Mobisense: Lifespace Tracking And Activity Monitoring On Mobile Phones

Ian Dewancker2, Jaimie F. Borisoff1, Boyang Tom Jin2, and Ian M. Mitchell2

1British Columbia Institute of Technology,

 2Department of Computer Science, University of British Columbia

Introduction

Mobile devices such as phones and tablets are now ubiquitous and have become important tools in our daily lives. Our activities and behaviours are becoming increasingly coupled to these new devices with their ever improving sensor technologies. With current devices, mobility patterns and physical activity levels are particularly amenable to inference and analysis by leveraging the integration of GPS, accelerometers, and other sensors. Coupled with feedback through display screens, speakers, and vibration, mobile technology has reached a level of sophistication that it now presents as an attractive platform for assistive technology research and health-related applications.

The electronic health movement has made great strides in improving access to health care information by using Internet technologies. An obvious next step in this progression is to leverage both Internet and mobile technologies and investigate mobile health, or mHealth, applications (Open mHealth, 2013) that move towards further personalization and assistive capabilities. In a more general sense, the quantified self movement (Quantified Self, 2013) aims to promote self-improvement through consistent data collection and analysis. The underlying philosophy of the quantified self movement is that consistent measurement of and reflection on important personal metrics leads to an almost instinctive improvement in behaviour. There are a growing number of quantified self tools for improving lifestyle or behavioural habits such as diet, exercise, and time management. Of particular interest to assistive technologists and rehabilitation scientists is measurement of a person's mobility, which is an important factor in assessing quality of life (Schenk et al., 2011).

Several systems have been built in recent years that explored mobility sensing and reporting to varying degrees. UbiFIT (Consolvo et al., 2008) was designed to track physical activity (i.e. walking) and provide on-phone visual feedback with a simple intuitive display, although users wore a separate pedometer that communicated with the phone. FUNF, an open source sensing framework for Android (Pentland, Aharony, Pan, Sumter, & Gardner, 2013), provided an extensible framework for capturing a wide variety of sensor data from a device and publishing it to a web service. HumansSense (Frank, 2013) is an open source data collection platform on Android, capable of logging sensor data and uploading to a web service. A proof of concept system for lifespace recording that utilized pre-placed bluetooth beacons in the home and mobile phones has been demonstrated (Schenk et al., 2011). The open mHealth initiative (Open mHealth, 2013) recently proposed a standardized architecture for mHealth and reporting applications. Ohmage, the open mHealth sensing platform (Hicks et al., 2011), allows for data collection on a phone with the ability to upload data to a web service for summarizing and visualizing reports for users. The application has been used to track users' activity levels and has also been applied in other studies, e.g. monitoring stress levels in new mothers (Ohmage, 2013).
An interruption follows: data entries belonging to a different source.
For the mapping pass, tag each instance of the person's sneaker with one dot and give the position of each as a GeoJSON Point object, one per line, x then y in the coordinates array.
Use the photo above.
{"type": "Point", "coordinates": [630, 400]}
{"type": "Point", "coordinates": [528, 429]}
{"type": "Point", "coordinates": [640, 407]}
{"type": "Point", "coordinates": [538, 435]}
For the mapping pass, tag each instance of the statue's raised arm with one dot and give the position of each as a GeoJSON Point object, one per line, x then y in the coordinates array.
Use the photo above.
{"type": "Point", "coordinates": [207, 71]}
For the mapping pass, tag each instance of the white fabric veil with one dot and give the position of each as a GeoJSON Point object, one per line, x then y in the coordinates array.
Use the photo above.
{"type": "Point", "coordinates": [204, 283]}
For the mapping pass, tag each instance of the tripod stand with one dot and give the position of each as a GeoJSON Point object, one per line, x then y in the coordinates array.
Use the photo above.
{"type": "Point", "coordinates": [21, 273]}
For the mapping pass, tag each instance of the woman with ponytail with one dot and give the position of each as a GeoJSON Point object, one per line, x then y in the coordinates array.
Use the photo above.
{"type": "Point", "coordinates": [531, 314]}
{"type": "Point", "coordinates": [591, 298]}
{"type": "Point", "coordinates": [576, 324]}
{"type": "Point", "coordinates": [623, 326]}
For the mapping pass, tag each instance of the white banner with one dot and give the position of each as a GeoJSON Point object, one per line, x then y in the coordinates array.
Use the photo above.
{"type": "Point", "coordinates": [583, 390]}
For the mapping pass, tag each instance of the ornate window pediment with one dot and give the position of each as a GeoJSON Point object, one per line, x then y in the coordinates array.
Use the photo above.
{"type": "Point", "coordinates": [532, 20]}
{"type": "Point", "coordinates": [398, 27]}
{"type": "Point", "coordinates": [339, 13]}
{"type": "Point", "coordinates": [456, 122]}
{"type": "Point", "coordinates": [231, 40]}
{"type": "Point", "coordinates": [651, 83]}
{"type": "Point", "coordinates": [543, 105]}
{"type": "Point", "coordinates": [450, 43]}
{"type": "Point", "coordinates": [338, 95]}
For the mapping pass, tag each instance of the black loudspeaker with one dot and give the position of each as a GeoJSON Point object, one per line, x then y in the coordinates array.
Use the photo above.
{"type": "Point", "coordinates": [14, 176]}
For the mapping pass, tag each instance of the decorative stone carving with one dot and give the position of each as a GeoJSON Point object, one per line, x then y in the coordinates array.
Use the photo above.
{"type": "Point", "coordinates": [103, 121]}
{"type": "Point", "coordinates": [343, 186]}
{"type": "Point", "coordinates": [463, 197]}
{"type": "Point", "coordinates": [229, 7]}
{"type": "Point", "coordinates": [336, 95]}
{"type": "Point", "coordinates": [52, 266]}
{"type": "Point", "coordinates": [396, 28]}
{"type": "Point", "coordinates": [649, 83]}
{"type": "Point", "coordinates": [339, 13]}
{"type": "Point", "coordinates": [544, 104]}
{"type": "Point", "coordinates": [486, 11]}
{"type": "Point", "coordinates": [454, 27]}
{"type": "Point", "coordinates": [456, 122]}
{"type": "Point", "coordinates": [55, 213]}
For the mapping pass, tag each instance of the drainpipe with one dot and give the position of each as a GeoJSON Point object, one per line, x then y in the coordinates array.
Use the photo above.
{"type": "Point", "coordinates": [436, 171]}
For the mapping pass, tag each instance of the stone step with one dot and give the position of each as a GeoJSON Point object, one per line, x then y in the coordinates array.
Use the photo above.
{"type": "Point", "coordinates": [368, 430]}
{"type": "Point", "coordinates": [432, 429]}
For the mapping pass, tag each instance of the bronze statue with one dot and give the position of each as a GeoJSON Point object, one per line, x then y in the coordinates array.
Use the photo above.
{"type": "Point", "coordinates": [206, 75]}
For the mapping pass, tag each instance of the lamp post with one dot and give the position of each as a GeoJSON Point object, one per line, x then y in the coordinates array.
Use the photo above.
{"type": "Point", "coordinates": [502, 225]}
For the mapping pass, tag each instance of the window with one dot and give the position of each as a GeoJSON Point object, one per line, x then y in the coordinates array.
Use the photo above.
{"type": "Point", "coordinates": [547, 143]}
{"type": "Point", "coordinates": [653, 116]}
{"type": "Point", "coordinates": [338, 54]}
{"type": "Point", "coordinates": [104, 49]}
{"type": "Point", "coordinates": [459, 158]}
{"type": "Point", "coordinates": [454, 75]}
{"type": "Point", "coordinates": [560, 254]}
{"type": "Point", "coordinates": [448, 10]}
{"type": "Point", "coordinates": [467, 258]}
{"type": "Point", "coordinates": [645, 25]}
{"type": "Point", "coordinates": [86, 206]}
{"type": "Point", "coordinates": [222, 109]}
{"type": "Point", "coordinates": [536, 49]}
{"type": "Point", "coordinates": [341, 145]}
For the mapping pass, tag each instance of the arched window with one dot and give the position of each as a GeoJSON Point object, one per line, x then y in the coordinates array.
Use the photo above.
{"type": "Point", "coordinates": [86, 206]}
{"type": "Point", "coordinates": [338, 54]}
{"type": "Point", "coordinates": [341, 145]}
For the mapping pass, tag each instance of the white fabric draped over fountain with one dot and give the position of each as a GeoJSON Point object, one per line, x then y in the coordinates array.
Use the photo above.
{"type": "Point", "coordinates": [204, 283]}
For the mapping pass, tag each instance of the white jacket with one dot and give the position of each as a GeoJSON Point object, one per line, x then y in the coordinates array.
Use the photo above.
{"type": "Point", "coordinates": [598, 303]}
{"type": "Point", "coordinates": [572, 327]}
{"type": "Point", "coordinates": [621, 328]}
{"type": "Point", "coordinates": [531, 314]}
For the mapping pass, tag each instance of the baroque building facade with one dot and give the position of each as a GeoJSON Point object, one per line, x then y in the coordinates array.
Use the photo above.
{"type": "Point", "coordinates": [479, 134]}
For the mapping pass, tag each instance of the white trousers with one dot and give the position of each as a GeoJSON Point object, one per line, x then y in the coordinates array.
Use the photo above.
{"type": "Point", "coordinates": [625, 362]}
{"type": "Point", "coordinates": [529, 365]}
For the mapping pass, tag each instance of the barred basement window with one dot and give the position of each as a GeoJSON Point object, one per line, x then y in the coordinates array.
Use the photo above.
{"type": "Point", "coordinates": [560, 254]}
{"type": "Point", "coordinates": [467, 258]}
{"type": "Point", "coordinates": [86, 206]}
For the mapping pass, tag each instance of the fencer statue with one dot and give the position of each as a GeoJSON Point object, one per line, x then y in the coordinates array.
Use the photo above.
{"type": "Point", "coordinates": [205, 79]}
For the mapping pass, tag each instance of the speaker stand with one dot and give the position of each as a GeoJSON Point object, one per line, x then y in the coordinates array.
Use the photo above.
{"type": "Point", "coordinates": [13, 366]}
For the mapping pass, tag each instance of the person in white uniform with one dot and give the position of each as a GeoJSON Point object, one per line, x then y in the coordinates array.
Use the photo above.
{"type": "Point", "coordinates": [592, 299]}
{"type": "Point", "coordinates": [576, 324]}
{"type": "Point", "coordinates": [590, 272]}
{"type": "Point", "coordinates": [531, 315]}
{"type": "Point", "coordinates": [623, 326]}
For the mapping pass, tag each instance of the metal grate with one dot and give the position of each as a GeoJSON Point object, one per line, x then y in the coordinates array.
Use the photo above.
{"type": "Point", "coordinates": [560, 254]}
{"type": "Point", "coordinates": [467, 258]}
Towards these ends, we investigated and designed the MobiSense system to track lifespace and monitor activity of both ambulating persons and wheelchair users using standard mobile phones (Dewancker, 2014). To fully report about a user's lifespace and activity, the system has three basic components: 1) outdoor mobility tracking; 2) indoor mobility and localization; and 3) activity level recognition. The focus was on techniques that perform well with available sensors and in real-world environments using standard mobile phones.
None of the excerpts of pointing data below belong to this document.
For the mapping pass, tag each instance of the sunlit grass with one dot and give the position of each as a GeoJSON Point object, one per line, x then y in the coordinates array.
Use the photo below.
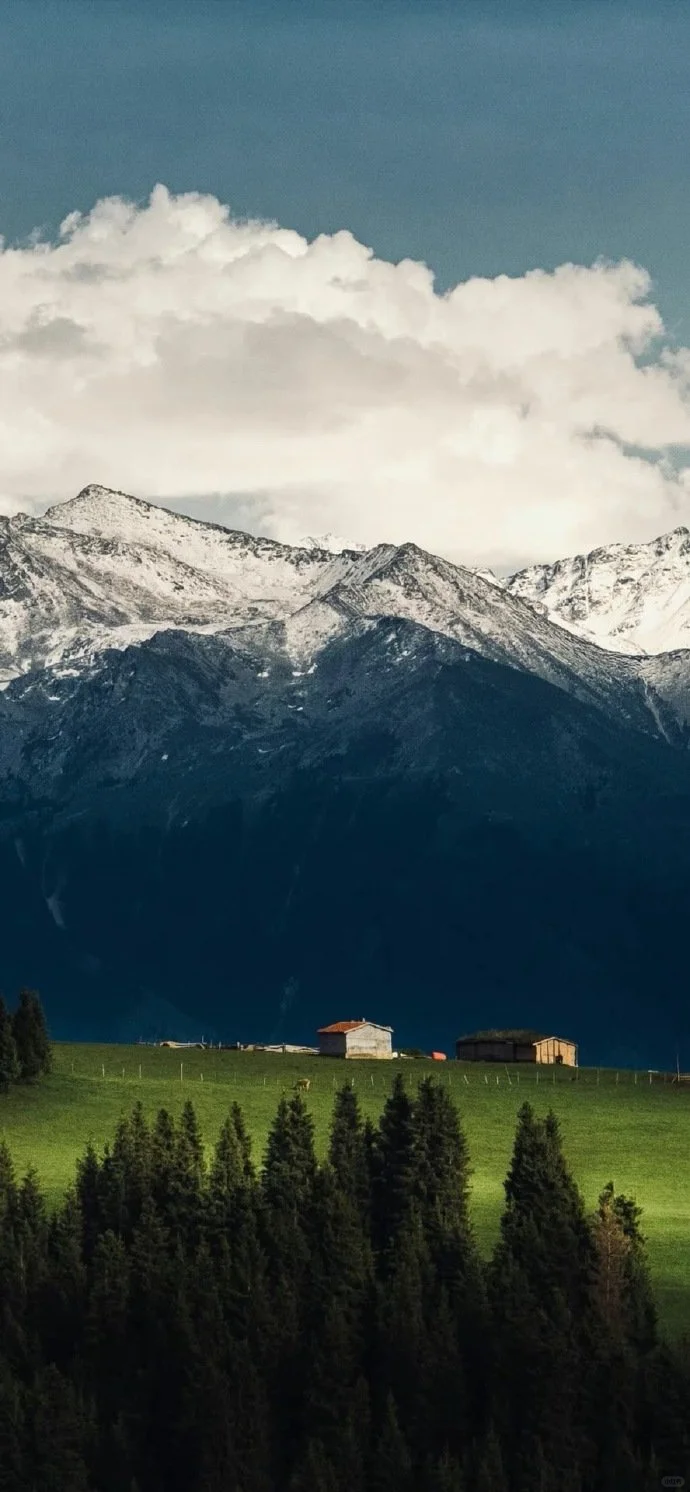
{"type": "Point", "coordinates": [629, 1131]}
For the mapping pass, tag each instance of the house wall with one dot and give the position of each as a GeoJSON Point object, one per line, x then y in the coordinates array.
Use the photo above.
{"type": "Point", "coordinates": [524, 1052]}
{"type": "Point", "coordinates": [369, 1040]}
{"type": "Point", "coordinates": [332, 1043]}
{"type": "Point", "coordinates": [550, 1049]}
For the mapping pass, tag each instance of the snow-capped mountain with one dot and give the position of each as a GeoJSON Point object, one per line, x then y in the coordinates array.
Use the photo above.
{"type": "Point", "coordinates": [106, 570]}
{"type": "Point", "coordinates": [629, 599]}
{"type": "Point", "coordinates": [232, 767]}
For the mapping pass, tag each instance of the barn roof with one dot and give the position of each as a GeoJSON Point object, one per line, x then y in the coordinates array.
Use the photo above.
{"type": "Point", "coordinates": [350, 1025]}
{"type": "Point", "coordinates": [516, 1036]}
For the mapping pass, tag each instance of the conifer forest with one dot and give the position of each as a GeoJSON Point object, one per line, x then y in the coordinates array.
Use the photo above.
{"type": "Point", "coordinates": [212, 1327]}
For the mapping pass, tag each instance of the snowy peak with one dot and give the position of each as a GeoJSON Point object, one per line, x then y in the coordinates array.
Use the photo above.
{"type": "Point", "coordinates": [631, 599]}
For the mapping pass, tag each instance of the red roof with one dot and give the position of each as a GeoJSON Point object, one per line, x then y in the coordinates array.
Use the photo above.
{"type": "Point", "coordinates": [341, 1025]}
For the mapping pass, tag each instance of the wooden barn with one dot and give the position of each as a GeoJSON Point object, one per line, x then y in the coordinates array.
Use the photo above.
{"type": "Point", "coordinates": [516, 1046]}
{"type": "Point", "coordinates": [356, 1039]}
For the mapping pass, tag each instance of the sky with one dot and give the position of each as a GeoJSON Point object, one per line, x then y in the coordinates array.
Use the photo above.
{"type": "Point", "coordinates": [386, 270]}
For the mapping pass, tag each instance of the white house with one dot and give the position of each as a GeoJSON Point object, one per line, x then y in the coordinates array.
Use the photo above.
{"type": "Point", "coordinates": [356, 1039]}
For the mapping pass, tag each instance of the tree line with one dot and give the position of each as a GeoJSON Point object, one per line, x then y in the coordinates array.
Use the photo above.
{"type": "Point", "coordinates": [196, 1324]}
{"type": "Point", "coordinates": [26, 1051]}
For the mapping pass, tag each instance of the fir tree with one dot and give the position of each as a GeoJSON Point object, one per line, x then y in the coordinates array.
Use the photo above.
{"type": "Point", "coordinates": [541, 1292]}
{"type": "Point", "coordinates": [30, 1033]}
{"type": "Point", "coordinates": [348, 1149]}
{"type": "Point", "coordinates": [88, 1198]}
{"type": "Point", "coordinates": [63, 1297]}
{"type": "Point", "coordinates": [392, 1464]}
{"type": "Point", "coordinates": [9, 1061]}
{"type": "Point", "coordinates": [12, 1433]}
{"type": "Point", "coordinates": [393, 1173]}
{"type": "Point", "coordinates": [58, 1431]}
The general goals of the MobiSense project are: 1) to collect mobility data in a simple to use manner; 2) to provide easily accessible summaries and analysis of daily behaviours; and 3) to enable further research and development by providing a sandbox environment for rapid prototyping and experimentation. The specific objectives of the research reported here are to leverage mobile data collection technology and centralized analysis to detail a wheelchair user's daily activity; thus, we developed a system based on Android phones, cloud computing and storage services, and custom web services.

Methods and Results

The MobiSense system is capable of lifespace summaries relating to indoor and outdoor mobility as well as activity trends and behaviours. Indoor localization is done at roughly room level using the relative signal strengths of all nearby WiFi base stations.  Outdoor mobility summaries are captured by periodically recording GPS fixes. Activity classification uses a combination of accelerometer and GPS features, enabling differentiation between stationary, wheeling (in a wheelchair), walking, or vehicle motion. To capture the relevant sensor data, we extended an Android-based open source logging application which records data streams locally on a mobile phone before uploading data to a custom web service to process and visualize results. The resulting summaries can be visualized either for each individual day or over a user-selected date range. A heat map visualization was used for display of outdoor lifespace to understand the geographic extent of a user's mobility. For indoor localizations and activity summaries, pie charts and temporal series display trends in a user's mobility.

System Architecture

MobiSense builds on the HumanSense project (Frank, 2013) and couples it with a new web service in the spirit of Ohmage (Hicks et al., 2011) and the open mHealth architecture (Open mHealth, 2013). The system uses a standard Android Nexus 4 phone with no hardware modifications; the web client can be viewed from any browser on any platform. The centralized processing and storage of the data streams lives on a single Amazon EC2 instance running Ubuntu Linux. The Tornado web server is used to handle data uploads and requests for lifespace summaries.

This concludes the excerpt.